Conference Coverage

Antibiotic-eluting envelope reduces CIED infections



An absorbable, antibiotic-eluting envelope around cardiac implantable electronic devices could significantly reduce the incidence of infection, according to a presentation at the annual meeting of the American College of Cardiology.

The WRAP-IT trial, which was simultaneously published online March 17 in the New England Journal of Medicine, involved 6,983 patients undergoing cardiac implantable electronic device (CIED) implantation, replacement, revision, or upgrade. Patients were randomized either to receive the TYRX Absorbable Antibacterial Envelope or not.

After a mean follow-up of 20.7 months, there was a significant 40% lower rate of major infections in the envelope group compared to the control group, which met the efficacy objective of the study. Researchers saw 30 major infections in 25 patients in the envelope group; in the control group, there were 45 major infections in 42 patients (P = 0.04). The trial excluded patients at high risk of systemic infection due to other sources and patients with existing infection.

“CIED infection is a rare but serious event, and its management requires prolonged hospitalization, which involves device and lead extraction with adjunctive antibiotic therapy,” wrote Dr. Khaldoun G. Tarakji, from The Cleveland Clinic, and co-authors. “Despite proper management of CIED infection, both short- and long-term mortality remains high.”

One previous randomized study had shown that intravenous administration of antibiotics during CIED procedures can reduce the risk of infection, while a different study failed to find a benefit. The vast majority of patients in this study (98.7%) received periprocedural antibiotics, 74.5% received pocket wash and 29.6% received post-procedural antibiotics. These strategies were not controlled, but there is no clear evidence that any particular strategy influenced the infection rate, the authors wrote.
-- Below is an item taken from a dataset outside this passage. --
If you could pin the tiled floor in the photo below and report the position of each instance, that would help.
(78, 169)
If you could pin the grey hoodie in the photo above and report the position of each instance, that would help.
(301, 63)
Patients in the envelope group experienced numerically fewer pocket infections but more endocarditis or bacteremia compared to those in the control group, a finding that the authors could not explain.

The most common pathogen responsible was staphylococcus, but data on antibiotic susceptibility was not collected. The authors stressed that this limited their ability to assess the risk of antibiotic resistance developing.

In this study, the researchers noted that the reduction in the risk of infection was greater among individuals who were implanted with higher-power devices, compared to those implanted with low-power devices or an initial cardiac resynchronization therapy device.

However, they said, the rate of infections was generally lower among those receiving low-power devices.

There was no increase in complications related to use of the envelope. The rate of complications occurring within 12 months of the procedure and relating to the CIED procedure or envelope was 6% in the envelope group and 6.9% in the control group.

When major infections were excluded, the rate of complications in each group was 5.7% and 5/9% respectively. There was also no significant difference in mortality rates between the two groups (17.4% and 17.8% respectively).

The authors wrote that while use of the envelope can require a slightly larger CIED dissection pocket, this was not associated with increased procedural time or complications. The envelope was successfully implanted in 99.7% of procedure attempts.

“There were fewer system revisions in the envelope group than in the control group and no complications due to allergy to the envelope mesh, polymer, or antibiotics,” they wrote.

The study was supported by Medtronic, the maker of the TYRX Absorbable Antibacterial Envelope. Twenty-four authors declared institutional funding or research grants from Medtronic, thirteen declared fees, consultancies and other support from private industry outside the submitted work. Three authors were employees of Medtronic.